My partner, Lisa M. Walker Johnson, has recently written two articles applying counseling psychology to two important challenges to law firm management.
Until Death...or Retirement: Thinking Differently About the End of a Law Firm Career
This is a pioneering consideration of how a trend toward longer law firm careers, combined with the probability of greatly extended life expectancy over the next 15 to 20 years, will make law firm partners who are in the 80s and 90s - and even in their 100s - a relatively common phenomenon, rather than the rare exception today.
Not everyone will want to retire at age 65 for another 40-60 years of golf or fishing.
To put the question plainly: How will law firms manage the desires of the 100-year-old partner who is healthy, mental fit, and wanting to continue to contribute to the firm?
This scenario is not another one of those "fertile octagenarian" puzzles that we common-law lawyers debated in our real property classes in law school. It is a real, highly probable prospect.
Lisa also explores some of the psychological and economic obstacles to "letting go" of one's career and moving gracefully into retirement or a second career at the traditional retirement age of 60 to 65. She concludes by offering a series of practical recommendations to manage what is likely to become a later and more prolonged transition with better results for the individuals and their firms.
Strategic planning in law firms must begin to take into account both the opportunities and the practical and financial challenges that Lisa's article presents.
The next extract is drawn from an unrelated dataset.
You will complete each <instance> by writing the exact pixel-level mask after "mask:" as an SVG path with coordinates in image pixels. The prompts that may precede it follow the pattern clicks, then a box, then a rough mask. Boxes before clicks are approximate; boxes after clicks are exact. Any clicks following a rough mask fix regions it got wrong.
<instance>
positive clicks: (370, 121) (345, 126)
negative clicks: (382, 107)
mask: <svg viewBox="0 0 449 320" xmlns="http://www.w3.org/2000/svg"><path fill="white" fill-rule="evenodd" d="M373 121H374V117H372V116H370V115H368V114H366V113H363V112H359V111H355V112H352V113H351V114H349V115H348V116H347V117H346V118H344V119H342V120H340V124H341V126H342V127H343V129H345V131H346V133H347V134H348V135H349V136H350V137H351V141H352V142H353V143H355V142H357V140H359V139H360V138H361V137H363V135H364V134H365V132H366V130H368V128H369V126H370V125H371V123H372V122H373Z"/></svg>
Protecting the Most Valuable Asset: The Business Case for Mental Health Alertness and Action in Law Firms
Lisa Walker Johnson co-authored this paper with British psychologist Robert Sharpe; and it was the basis for their presentation at the annual conference of the International Bar Association on 7 October 2010. Lisa and Robert investigate the terrible measurable costs associated with mental health issues in law firms, especially among partners. They also evaluate the possible responses that law firms can take to get help and avoid human tragedy, as well as irreparable financial harm.
Consider these data points compiled by Joseph Weiler and Arun Mohan in A Canada-United States Comparative Analysis of Workplace Wellness Programs: The New Frontier of Human Resource and Management Law Reform (note 1):
The problems are real, but many law firms continue to deny that mental health is anything more than a personal problem. As a result they ignore or dismiss the signs of an impending mental health crisis; or, when they recognize that a problem exists, their well-intentioned efforts to help are often inept and can sometimes even make things worse.
Lisa and Robert's article is a loud and clear call to greater awareness and action in law firms worldwide.